Por: YODIGOYOPREGUNTO.COM
La guerra en Ucrania ha vuelto a mostrar su rostro más cruel. Veinticinco víctimas más se suman a la lista interminable de muertos tras uno de los peores ataques lanzados desde Rusia. Miles de personas, desesperadas, se refugiaron en estacionamientos subterráneos para sobrevivir a una ofensiva que incluyó 496 drones y 74 misiles disparados en las noches del miércoles y jueves. La magnitud del ataque no solo refleja la capacidad destructiva de la maquinaria bélica, sino también la persistente incapacidad de las partes involucradas para detener un conflicto que parece no tener fin. Yo Digo Yo Pregunto: ¿Quién quiere realmente la guerra y quién quiere la paz? Porque a estas alturas, la verdad es que ya no se sabe.
El hilo narrativo de esta tragedia se repite una y otra vez. Ucrania sufre, Rusia ataca, la comunidad internacional condena, y las víctimas se acumulan. El ciclo se ha convertido en un cuento de nunca acabar, donde las palabras de paz se diluyen frente a los hechos de violencia. La crítica constructiva debe señalar que la guerra no se sostiene únicamente por las armas, sino por la falta de voluntad política para detenerla. Los discursos diplomáticos se llenan de promesas, pero las acciones se traducen en más bombardeos, más desplazados, más vidas truncadas. La incoherencia entre lo que se dice y lo que se hace es el verdadero enemigo de la paz.

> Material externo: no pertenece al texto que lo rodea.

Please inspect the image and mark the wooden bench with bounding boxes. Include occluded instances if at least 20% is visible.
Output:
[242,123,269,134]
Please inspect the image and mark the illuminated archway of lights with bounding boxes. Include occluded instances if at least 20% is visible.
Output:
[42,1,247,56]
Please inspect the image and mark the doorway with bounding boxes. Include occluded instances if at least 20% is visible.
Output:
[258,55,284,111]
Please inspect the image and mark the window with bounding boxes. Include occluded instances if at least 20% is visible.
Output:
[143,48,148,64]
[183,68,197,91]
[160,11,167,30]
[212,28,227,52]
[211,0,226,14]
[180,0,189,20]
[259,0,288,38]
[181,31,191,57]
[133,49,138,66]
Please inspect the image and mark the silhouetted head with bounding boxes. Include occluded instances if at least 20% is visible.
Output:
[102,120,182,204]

El análisis realista obliga a reconocer que la guerra se ha convertido en un escenario de desgaste, donde las víctimas civiles son las que pagan el precio más alto. Los estacionamientos subterráneos convertidos en refugios improvisados son símbolo de una sociedad que se aferra a la vida en medio del caos. La pregunta es inevitable: ¿Cuánto tiempo más puede resistir una población sometida a ataques constantes? La respuesta no está en los misiles ni en los drones, sino en la capacidad de los líderes para asumir que la paz no es una opción secundaria, sino una necesidad urgente.

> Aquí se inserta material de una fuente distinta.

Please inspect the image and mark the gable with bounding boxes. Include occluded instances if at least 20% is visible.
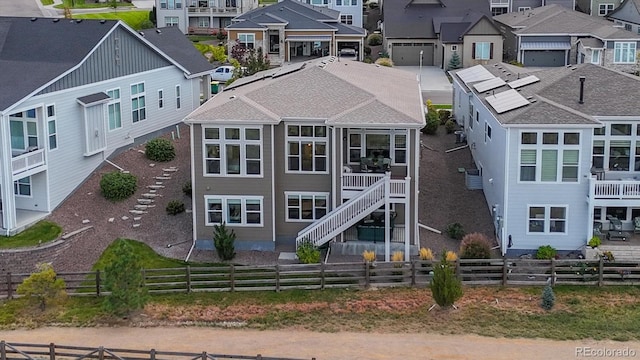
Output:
[39,27,171,94]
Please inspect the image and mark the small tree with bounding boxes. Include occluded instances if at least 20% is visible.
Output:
[213,223,236,261]
[431,251,462,307]
[447,51,462,70]
[16,263,67,311]
[103,240,147,316]
[540,284,556,310]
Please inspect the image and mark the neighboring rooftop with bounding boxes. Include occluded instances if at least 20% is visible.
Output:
[493,4,640,40]
[451,64,640,125]
[187,57,424,128]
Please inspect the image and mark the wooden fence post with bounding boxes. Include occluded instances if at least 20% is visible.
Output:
[276,264,280,292]
[187,265,191,293]
[598,256,604,286]
[96,270,100,297]
[7,272,13,299]
[229,264,236,292]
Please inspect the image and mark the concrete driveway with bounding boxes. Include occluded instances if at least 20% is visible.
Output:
[395,66,453,104]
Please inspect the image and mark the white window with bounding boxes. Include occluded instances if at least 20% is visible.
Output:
[285,192,329,222]
[472,42,493,60]
[527,205,567,234]
[107,89,122,130]
[13,176,31,196]
[340,15,353,25]
[47,105,58,150]
[598,4,613,16]
[131,82,147,123]
[203,127,262,176]
[238,34,256,49]
[519,132,580,182]
[204,195,263,226]
[176,85,182,109]
[164,16,180,26]
[591,49,600,65]
[286,125,329,172]
[613,42,636,64]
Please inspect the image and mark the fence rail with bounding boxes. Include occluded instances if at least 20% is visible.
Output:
[0,340,315,360]
[0,259,640,298]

La opinión fundamentada apunta a que la guerra se prolonga porque hay intereses que se benefician de ella. La industria armamentista, los cálculos geopolíticos, las disputas territoriales y las narrativas nacionalistas alimentan un conflicto que parece diseñado para no terminar. Sin embargo, la crítica constructiva debe insistir en que ningún interés puede justificar la muerte de inocentes. La comunidad internacional, más allá de condenas verbales, debe asumir un papel activo en la mediación, en la presión diplomática y en la búsqueda de soluciones reales. La pasividad es cómplice del sufrimiento.
La coherencia exige reconocer que la paz no se construye con discursos vacíos, sino con acciones concretas. Los ataques masivos con drones y misiles son prueba de que la guerra sigue siendo prioridad para quienes la dirigen. Pero también son evidencia de que la humanidad está fallando en su capacidad de proteger a los más vulnerables. La crítica no busca señalar culpables únicos, sino evidenciar que la responsabilidad es compartida: Rusia por atacar, Ucrania por resistir sin lograr acuerdos, y el mundo por mirar sin intervenir con la fuerza necesaria.

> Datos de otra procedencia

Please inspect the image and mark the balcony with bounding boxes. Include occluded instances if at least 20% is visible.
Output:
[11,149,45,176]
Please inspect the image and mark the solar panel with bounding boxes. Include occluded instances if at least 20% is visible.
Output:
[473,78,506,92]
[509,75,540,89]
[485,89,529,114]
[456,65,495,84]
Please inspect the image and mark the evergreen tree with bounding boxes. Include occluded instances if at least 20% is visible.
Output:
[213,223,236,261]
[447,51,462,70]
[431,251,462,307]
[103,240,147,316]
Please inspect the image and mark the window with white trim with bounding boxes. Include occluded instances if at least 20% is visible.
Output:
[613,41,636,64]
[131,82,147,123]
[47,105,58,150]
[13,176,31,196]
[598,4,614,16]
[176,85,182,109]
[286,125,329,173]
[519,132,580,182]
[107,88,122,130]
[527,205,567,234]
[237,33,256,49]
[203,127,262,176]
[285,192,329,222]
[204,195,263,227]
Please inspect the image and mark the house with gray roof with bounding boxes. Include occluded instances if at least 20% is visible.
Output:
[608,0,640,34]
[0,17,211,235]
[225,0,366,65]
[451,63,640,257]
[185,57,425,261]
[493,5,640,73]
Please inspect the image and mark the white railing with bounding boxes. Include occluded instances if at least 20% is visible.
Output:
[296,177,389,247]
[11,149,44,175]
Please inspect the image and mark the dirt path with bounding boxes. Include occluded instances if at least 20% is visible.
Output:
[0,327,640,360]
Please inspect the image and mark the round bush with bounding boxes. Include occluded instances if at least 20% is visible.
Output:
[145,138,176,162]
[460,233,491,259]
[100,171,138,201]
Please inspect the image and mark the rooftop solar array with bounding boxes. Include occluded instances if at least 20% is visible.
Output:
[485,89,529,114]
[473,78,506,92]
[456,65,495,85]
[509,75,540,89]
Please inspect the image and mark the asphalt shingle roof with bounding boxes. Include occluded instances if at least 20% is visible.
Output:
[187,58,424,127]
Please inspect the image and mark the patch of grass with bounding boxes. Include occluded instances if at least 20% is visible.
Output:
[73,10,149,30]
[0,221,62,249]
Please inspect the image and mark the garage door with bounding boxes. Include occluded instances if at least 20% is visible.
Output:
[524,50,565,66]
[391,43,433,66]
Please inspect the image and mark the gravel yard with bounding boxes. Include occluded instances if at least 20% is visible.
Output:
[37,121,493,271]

En conclusión, esto ya es el cuento de nunca acabar. La guerra en Ucrania se ha convertido en un laberinto sin salida, donde las víctimas se multiplican y la paz se diluye. La pregunta sigue abierta: ¿Quién quiere realmente la guerra y quién quiere la paz? Mientras no haya respuestas claras y acciones contundentes, los números seguirán en rojo, no solo en las estadísticas económicas, sino en la sangre derramada de quienes mueren sin entender por qué. La crítica constructiva apunta a que la paz debe dejar de ser un discurso y convertirse en una decisión. Porque la lluvia de misiles no tiene la culpa; la falta de voluntad sí.